N2(g) + 3 H2(g) ---> 2 HN3(g) (blanced)

If 5.42 g of nitrogen are reacted with 5.42 g of hydrogen gas, which of the reactants is the limiting reactant?

Molar Mass of N2 = 28.02 g/mol
Molar Mass of H2 = 2.02 g/mol
Molar Mass of NH3 = 17.04 g/mol

Answer 1

N₂

Step-by-step explanation:

The limiting reactant is the one that gives the smaller amount of product.

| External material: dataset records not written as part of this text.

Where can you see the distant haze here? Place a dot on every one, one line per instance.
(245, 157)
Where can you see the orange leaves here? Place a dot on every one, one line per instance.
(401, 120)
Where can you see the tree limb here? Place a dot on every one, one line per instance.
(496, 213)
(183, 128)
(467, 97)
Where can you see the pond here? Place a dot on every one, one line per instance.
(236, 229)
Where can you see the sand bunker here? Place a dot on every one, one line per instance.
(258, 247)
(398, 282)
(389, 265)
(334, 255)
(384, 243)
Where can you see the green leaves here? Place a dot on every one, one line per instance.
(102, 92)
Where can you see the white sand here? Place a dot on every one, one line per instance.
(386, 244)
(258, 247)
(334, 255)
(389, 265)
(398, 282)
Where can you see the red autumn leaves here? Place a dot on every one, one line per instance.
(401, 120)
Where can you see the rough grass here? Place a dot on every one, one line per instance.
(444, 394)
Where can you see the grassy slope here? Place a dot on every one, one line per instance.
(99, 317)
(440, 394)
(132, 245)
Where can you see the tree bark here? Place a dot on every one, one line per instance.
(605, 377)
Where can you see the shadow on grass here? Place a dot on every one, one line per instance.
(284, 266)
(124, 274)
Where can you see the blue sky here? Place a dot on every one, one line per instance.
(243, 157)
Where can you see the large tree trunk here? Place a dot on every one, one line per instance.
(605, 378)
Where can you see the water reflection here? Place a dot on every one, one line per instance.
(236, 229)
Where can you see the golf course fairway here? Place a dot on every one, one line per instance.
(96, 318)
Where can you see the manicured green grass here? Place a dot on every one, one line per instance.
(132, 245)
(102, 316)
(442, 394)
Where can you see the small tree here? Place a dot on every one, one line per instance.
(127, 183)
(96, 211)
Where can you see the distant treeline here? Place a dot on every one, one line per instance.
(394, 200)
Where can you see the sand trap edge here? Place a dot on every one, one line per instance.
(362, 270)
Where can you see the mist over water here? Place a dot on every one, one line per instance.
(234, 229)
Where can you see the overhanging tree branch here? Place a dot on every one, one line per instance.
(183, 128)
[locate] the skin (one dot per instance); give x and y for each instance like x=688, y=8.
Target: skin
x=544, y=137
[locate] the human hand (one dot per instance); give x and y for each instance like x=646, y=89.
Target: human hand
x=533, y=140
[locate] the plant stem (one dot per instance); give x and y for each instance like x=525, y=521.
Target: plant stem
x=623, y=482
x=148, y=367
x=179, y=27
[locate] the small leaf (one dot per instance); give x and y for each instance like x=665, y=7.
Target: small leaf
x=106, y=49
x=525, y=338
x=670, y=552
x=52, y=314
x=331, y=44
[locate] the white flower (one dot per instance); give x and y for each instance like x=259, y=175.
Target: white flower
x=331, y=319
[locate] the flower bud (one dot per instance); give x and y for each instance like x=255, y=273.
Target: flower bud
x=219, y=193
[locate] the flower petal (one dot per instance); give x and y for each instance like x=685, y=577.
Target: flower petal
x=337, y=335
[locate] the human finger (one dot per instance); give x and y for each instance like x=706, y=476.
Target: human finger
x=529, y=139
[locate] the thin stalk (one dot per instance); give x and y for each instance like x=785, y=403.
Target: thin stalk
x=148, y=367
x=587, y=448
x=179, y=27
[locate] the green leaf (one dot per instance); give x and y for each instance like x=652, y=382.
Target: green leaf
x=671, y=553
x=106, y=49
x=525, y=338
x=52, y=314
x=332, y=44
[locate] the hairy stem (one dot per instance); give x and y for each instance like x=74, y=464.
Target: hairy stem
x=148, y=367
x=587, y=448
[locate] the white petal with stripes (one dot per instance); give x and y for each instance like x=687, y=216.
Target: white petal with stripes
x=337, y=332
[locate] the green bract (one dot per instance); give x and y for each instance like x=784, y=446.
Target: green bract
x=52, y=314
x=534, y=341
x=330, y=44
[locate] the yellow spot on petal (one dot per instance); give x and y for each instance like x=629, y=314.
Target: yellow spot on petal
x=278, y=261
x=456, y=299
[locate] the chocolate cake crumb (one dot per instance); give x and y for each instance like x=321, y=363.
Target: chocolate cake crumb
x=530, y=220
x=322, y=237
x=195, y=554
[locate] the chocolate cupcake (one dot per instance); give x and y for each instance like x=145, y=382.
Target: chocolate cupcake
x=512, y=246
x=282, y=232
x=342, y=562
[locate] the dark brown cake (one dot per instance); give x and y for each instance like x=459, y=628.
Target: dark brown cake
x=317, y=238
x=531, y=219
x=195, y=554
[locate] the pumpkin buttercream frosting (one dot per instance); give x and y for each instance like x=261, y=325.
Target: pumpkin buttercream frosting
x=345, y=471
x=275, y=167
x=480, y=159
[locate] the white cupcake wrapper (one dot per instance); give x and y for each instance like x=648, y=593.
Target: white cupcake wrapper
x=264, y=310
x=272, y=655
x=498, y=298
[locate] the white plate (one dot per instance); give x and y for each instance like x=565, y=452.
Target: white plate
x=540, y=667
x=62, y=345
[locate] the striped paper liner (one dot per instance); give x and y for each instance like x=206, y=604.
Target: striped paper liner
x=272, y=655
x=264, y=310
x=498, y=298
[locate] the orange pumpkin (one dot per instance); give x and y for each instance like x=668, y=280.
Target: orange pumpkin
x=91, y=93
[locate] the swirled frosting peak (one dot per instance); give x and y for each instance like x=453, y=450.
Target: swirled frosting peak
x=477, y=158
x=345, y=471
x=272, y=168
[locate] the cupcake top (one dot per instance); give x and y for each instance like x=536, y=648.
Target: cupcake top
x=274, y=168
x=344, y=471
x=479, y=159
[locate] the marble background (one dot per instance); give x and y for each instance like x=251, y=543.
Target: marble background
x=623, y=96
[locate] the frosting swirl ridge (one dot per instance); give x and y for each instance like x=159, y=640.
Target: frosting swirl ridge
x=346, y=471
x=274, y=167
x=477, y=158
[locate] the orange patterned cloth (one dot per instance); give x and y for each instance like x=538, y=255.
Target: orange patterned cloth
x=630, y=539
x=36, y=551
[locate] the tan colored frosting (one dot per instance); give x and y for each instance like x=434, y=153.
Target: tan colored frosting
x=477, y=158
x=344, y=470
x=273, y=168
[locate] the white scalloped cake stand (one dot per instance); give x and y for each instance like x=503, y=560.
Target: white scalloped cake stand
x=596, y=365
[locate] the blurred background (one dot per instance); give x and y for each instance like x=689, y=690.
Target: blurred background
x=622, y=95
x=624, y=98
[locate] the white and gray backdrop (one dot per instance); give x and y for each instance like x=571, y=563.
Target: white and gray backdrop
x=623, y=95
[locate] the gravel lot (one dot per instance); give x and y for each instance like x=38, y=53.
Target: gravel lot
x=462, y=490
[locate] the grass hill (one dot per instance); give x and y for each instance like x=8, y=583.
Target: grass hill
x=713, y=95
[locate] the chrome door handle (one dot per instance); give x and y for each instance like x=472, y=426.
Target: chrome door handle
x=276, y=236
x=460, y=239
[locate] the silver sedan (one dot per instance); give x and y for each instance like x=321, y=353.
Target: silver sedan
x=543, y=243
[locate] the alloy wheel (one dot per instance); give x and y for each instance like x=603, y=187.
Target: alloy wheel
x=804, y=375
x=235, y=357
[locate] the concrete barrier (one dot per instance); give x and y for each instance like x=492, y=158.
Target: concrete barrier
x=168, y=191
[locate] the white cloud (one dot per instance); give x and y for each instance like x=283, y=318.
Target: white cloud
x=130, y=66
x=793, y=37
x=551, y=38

Assemble all the data in one place, with molar masses above the formulas and masses below them.

M_r: 28.02 2.02 17.04

N₂ + 3H₂ ⟶ 2NH₃

m/g: 5.42 5.42

1. Calculate the moles of each reactant

`\text{Moles of N}_(2) = \text{5.42 g} * \frac{\text{1 mol}}{\text{28.02 g}} = \text{0.1934 mol N}_(2)\\\\\text{Moles of H}_(2) = \text{5.42 g} * \frac{\text{1 mol}}{\text{2.02 g}} = \text{2.683 mol H}_(2)`

2. Identify the limiting reactant

Calculate the moles of NH₃ we can obtain from each reactant.

From N₂:

The molar ratio of NH₃:N₂ is 2:1.

`\text{Moles of NH}_(3) = \text{0.1934 mol N}_(2) * \frac{\text{2 mol NH}_(3)}{\text{1 mol N}_(2)} = \text{0.3867 mol NH}_(3)`

From H₂:

The molar ratio of NH₃:H₂ is 3:2.

`\text{Moles of NH}_(3) = \text{2.683 mol H}_(2) * \frac{\text{2 mol NH}_(3)}{\text{3 mol N}_(2)} = \text{1.789 mol NH}_(3)`

N₂ is the limiting reactant, because it gives the smaller amount of NH₃.